Is Longest Increasing Subsequence still actually asked at big tech?+

Yes. It appears in reports from TikTok, PayPal, Intuit, Samsung, and others. Twenty-three companies in the dataset alone have asked it. It's a classic that never fully left the interview rotation. Acceptance sits at 58%, so it's hard enough to filter but common enough to prepare.

What's the difference between LIS and Longest Increasing Subarray?+

Subsequence is non-contiguous. Subarray must be contiguous. LIS is harder because you can skip elements. For this problem, you're finding the longest non-contiguous increasing sequence, which requires DP or binary search, not a simple sliding window.

Why does the O(n squared) DP solution fail in interviews?+

It doesn't fail logically, but it times out on large inputs. Interviewers often set constraints that force O(n log n). If you code O(n squared) first, you're buying time, but mentioning the binary search optimization early signals you know the pattern and helps you avoid the timeout trap.

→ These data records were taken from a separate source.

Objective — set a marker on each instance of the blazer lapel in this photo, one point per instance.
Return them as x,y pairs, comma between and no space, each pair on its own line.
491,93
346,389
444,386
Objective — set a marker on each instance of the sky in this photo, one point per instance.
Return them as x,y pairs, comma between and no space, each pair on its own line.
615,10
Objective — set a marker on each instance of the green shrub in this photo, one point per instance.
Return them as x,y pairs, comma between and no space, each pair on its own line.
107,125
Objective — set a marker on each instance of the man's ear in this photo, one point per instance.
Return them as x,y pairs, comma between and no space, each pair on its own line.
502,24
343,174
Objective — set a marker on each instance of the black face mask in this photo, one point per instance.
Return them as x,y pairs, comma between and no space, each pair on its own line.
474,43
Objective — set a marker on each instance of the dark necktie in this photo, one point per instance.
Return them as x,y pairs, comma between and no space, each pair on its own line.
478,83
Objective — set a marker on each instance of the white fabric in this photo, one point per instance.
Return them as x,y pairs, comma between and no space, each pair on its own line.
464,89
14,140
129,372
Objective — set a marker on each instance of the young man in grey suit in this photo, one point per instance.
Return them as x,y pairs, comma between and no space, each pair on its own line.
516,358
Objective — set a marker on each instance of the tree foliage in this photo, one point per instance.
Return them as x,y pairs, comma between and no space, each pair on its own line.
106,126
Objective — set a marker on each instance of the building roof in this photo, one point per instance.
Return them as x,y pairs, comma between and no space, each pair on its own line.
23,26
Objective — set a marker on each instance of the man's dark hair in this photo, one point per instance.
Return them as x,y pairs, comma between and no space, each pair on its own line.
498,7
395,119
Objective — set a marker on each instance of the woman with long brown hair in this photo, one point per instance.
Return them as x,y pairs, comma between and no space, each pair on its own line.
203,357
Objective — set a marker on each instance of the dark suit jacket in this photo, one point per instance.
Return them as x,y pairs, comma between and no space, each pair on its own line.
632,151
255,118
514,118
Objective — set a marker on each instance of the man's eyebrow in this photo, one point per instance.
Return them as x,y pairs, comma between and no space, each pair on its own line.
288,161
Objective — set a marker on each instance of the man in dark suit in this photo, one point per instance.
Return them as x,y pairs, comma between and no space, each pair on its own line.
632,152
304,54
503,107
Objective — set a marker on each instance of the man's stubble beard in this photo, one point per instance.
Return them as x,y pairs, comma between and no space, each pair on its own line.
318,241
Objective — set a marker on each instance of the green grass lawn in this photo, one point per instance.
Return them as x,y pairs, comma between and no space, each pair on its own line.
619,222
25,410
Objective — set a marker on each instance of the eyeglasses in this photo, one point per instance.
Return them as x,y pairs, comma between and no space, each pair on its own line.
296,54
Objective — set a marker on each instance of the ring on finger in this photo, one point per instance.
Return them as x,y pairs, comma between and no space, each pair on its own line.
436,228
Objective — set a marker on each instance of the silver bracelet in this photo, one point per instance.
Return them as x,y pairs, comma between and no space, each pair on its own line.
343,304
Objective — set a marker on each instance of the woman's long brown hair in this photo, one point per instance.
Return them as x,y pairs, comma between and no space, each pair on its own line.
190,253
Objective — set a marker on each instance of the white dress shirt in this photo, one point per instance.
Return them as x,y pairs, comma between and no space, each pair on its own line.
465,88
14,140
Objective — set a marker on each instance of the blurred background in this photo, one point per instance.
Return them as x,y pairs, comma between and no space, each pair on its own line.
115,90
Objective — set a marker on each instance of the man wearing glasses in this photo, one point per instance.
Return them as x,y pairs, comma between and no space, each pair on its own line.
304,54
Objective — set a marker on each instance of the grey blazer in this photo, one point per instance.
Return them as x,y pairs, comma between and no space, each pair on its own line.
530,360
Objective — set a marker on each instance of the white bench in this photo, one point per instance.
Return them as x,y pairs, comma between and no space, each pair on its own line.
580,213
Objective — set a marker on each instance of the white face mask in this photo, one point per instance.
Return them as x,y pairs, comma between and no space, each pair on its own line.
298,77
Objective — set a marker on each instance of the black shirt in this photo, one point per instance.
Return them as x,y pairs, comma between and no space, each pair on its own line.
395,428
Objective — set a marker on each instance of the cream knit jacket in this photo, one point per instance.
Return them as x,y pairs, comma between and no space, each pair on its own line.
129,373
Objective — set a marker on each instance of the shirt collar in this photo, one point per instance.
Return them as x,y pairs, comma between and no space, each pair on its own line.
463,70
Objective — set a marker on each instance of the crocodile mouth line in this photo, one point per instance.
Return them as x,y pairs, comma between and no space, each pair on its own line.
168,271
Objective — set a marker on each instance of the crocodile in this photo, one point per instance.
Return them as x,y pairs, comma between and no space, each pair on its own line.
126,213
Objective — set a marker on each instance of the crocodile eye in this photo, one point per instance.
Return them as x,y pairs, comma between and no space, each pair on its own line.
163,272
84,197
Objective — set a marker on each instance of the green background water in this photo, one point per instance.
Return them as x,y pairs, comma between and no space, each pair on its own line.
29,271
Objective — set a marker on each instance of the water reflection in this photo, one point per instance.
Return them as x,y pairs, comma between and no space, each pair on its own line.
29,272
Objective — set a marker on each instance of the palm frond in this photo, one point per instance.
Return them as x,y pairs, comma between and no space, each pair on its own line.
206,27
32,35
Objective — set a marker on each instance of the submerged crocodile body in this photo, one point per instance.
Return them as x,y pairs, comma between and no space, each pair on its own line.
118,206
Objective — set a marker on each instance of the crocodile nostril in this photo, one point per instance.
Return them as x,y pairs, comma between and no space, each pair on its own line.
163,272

How does binary search fit into this problem?+

Binary search isn't searching the original array. It's searching a constructed tails array where tails[i] is the smallest ending value of all increasing subsequences of length i+1. Each new element binary searches to find its position in tails, updating it. This keeps the array sorted and lets you solve in O(n log n).

Do I need to return the actual subsequence or just the length?+

Most versions ask for length only. If the prompt asks for the actual sequence, you'll need to track parent pointers or reconstruct from the DP table afterward. Check the exact problem statement in your assessment. Length-only is the standard.

Want the actual problem statement? View "Longest Increasing Subsequence" on LeetCode →

Frequency and company-tag data sourced from public community-maintained interview-report repos. Problem, description, and trademark © LeetCode. StealthCoder is not affiliated with LeetCode.